The public debt stock only includes the debts of the Federal Government of Nigeria, the 36 state governments, and the Federal Capital Territory. Ways and Means Advances is a loan facility through which the CBN finances the government’s budget’s shortfalls.
According to Section 38 of the CBN Act, 2007, the apex bank may grant temporary advances to the Federal Government concerning the temporary deficiency of budget revenue at such rate of interest as the bank may determine.
The Act read in part, “The total amount of such advances outstanding shall not at any time exceed five per cent of the previous year’s actual revenue of the Federal Government.
“All advances shall be repaid as soon as possible and shall, in any event, be repayable by the end of the Federal Government financial year in which they are granted and if such advances remain unpaid at the end of the year, the power of the bank to grant such further advances in any subsequent year shall not be exercisable, unless the outstanding advances have been repaid.”
However, the CBN has said on its website that the Federal Government’s borrowing from it through the Ways and Means Advances could have adverse effects on the bank’s monetary policy to the detriment of domestic prices and exchange rates.
“The direct consequence of central banks’ financing of deficits are distortions or surges in monetary base leading to the adverse effect on domestic prices and exchange rates i.e macroeconomic instability because of excess liquidity that has been injected into the economy,” it said.
In June last year, London-based Capital Economics, in a report titled ‘The perils of deficit monetisation in Nigeria’, noted that over the past six years, on average, around 55 per cent of annual budget shortfalls has been financed by the CBN.
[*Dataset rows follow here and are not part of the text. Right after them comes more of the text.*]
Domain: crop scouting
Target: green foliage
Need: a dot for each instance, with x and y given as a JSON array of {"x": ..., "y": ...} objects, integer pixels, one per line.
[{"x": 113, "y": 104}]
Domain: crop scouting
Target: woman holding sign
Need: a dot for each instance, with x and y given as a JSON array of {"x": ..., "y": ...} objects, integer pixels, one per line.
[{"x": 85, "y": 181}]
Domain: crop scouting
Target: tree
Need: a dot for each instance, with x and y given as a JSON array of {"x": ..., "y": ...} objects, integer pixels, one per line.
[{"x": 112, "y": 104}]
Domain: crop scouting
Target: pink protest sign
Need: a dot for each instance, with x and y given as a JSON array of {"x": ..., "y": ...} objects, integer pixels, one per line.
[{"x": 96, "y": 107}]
“Many of the problems plaguing Nigeria’s economy – from high inflation to a persistently overvalued currency – are tied to the government’s sustained reliance on the central bank to cover fiscal financing gaps,” it said.
The World Bank had in November last year warned the Nigerian government against financing deficits by borrowing from the CBN through the Ways and Means Advances, saying this put financial pressures on the country’s expenditures.
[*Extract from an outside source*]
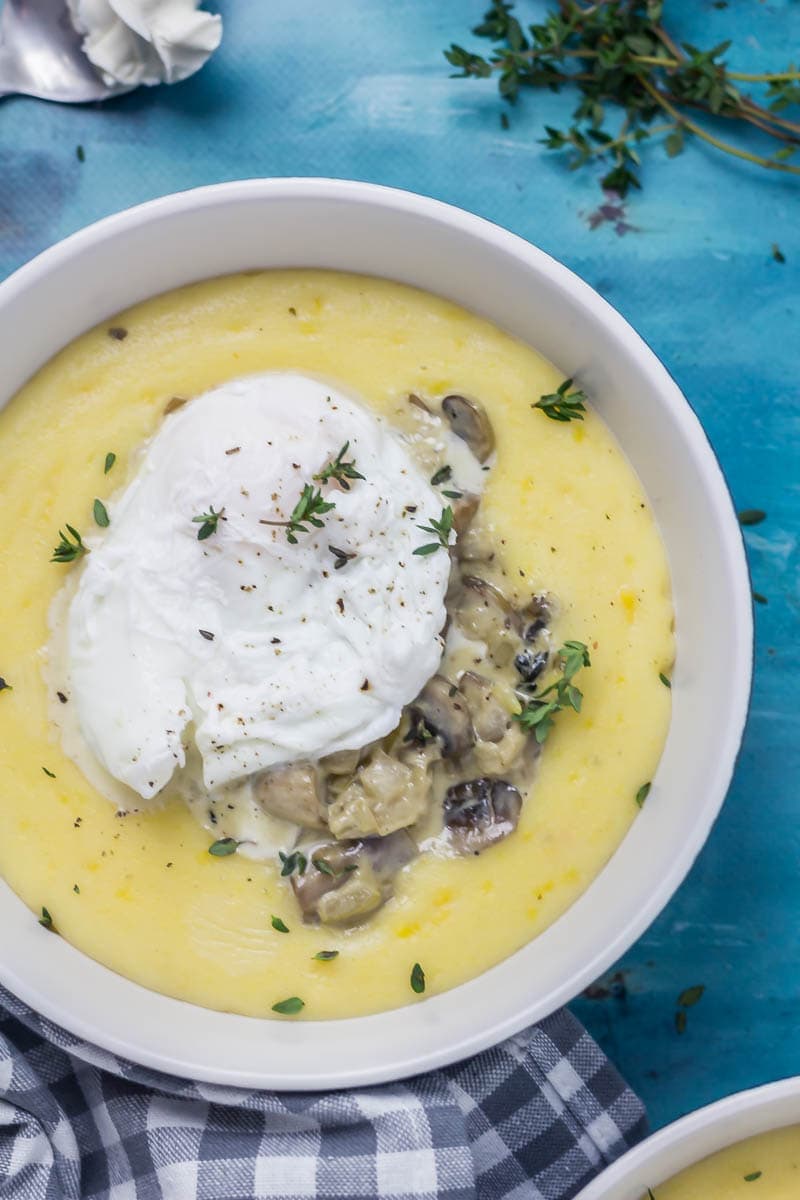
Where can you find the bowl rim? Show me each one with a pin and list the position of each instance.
(492, 1029)
(697, 1135)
The Washington-based bank added that the Federal Government’s borrowing from the CBN was increasing the cost of debt in the country.
“Cost of debt is high as Federal Government also resorts to overdraft (Ways and Means financing) from the CBN to meet in-year cash shortfalls,” it stated.
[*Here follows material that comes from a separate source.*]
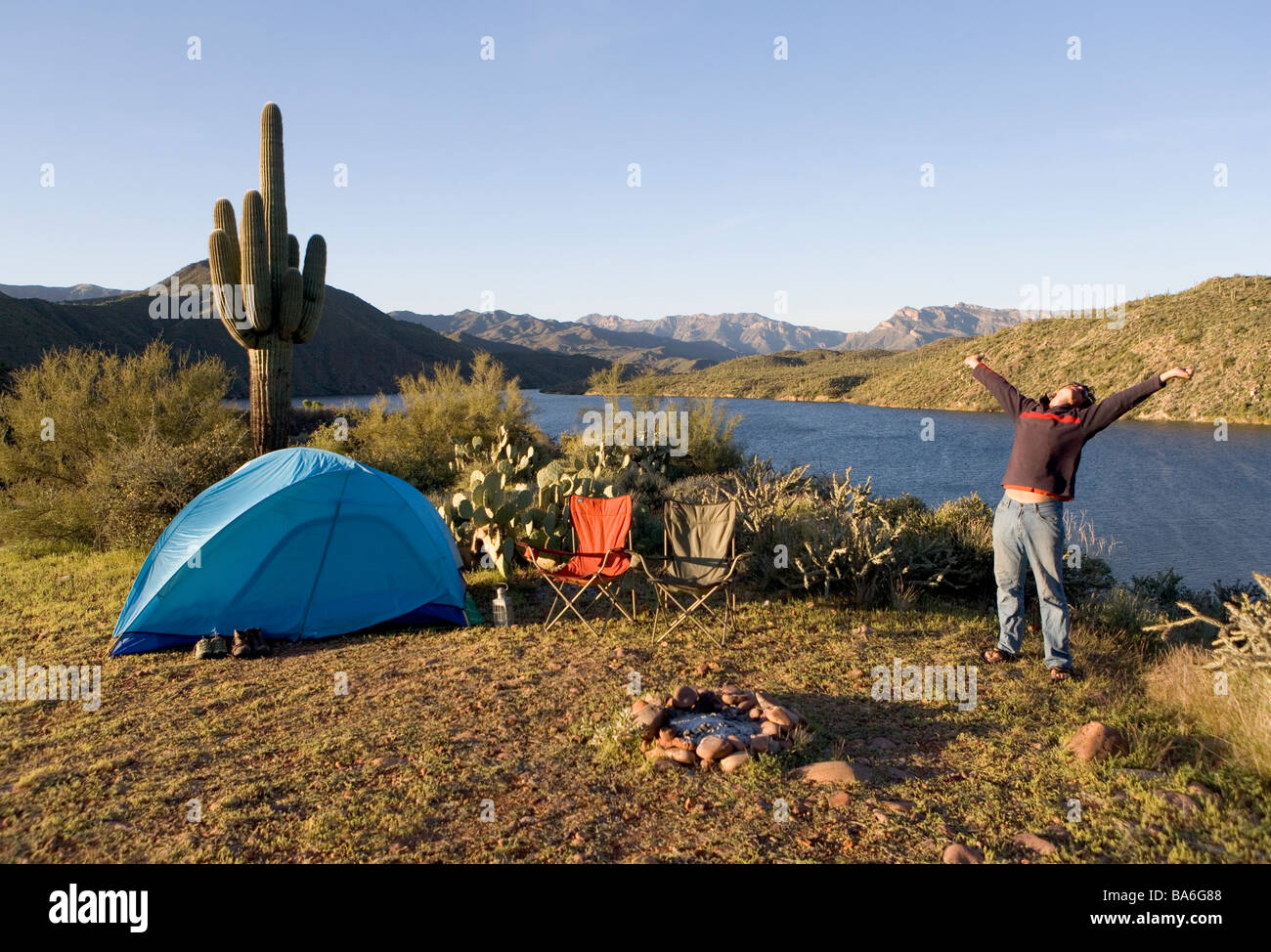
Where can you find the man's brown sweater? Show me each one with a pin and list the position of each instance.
(1049, 440)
It, however, said that the Federal Government was making efforts to negotiate terms with the CBN to convert the stock of overdraft financing into a long-term debt instrument, which would lower the cost of debt for the government and enhance fiscal sustainability over the medium-long term.
Despite warnings from experts and organisations, the Federal Government has kept borrowing from the CBN to fund budget deficits. The Federal Government paid an interest of N2.03tn from January 2020 to November 2021 on the loans it got from the CBN through the Ways and Means Advances.
The Managing Director and Chief Executive Officer, Financial Derivatives Company Limited, Mr Bismarck Rewane, had stressed the need for the government to securitise the debt, which he described as quite large.
He said, “What we need to do is to securitise this formally. But I think that right now, the Federal Ministry of Finance or DMO is paying interest on the Ways and Means advances. So, the effect is that there is a cost to the borrowing, and the central bank is receiving the interest on it.”
The Managing Director/Chief Executive Officer, Cowry Asset Management Limited, Mr Johnson Chukwu, said the central bank borrowing put pressure on the exchange rate and the inflation rate, with “liquidity that has no productivity attached to it coming into the system.”
He said, “What that means is that the central bank has been struggling with mopping up excess liquidity as a result of injection of liquidity not coming from productive activities but rather from Federal Government’s W&M borrowing.
“It might be difficult for the Federal Government to securitise those borrowings. The key thing for me is that we need to restructure the fiscal framework of the country so that we take out this dependence by the Federal Government on CBN funding,” he said.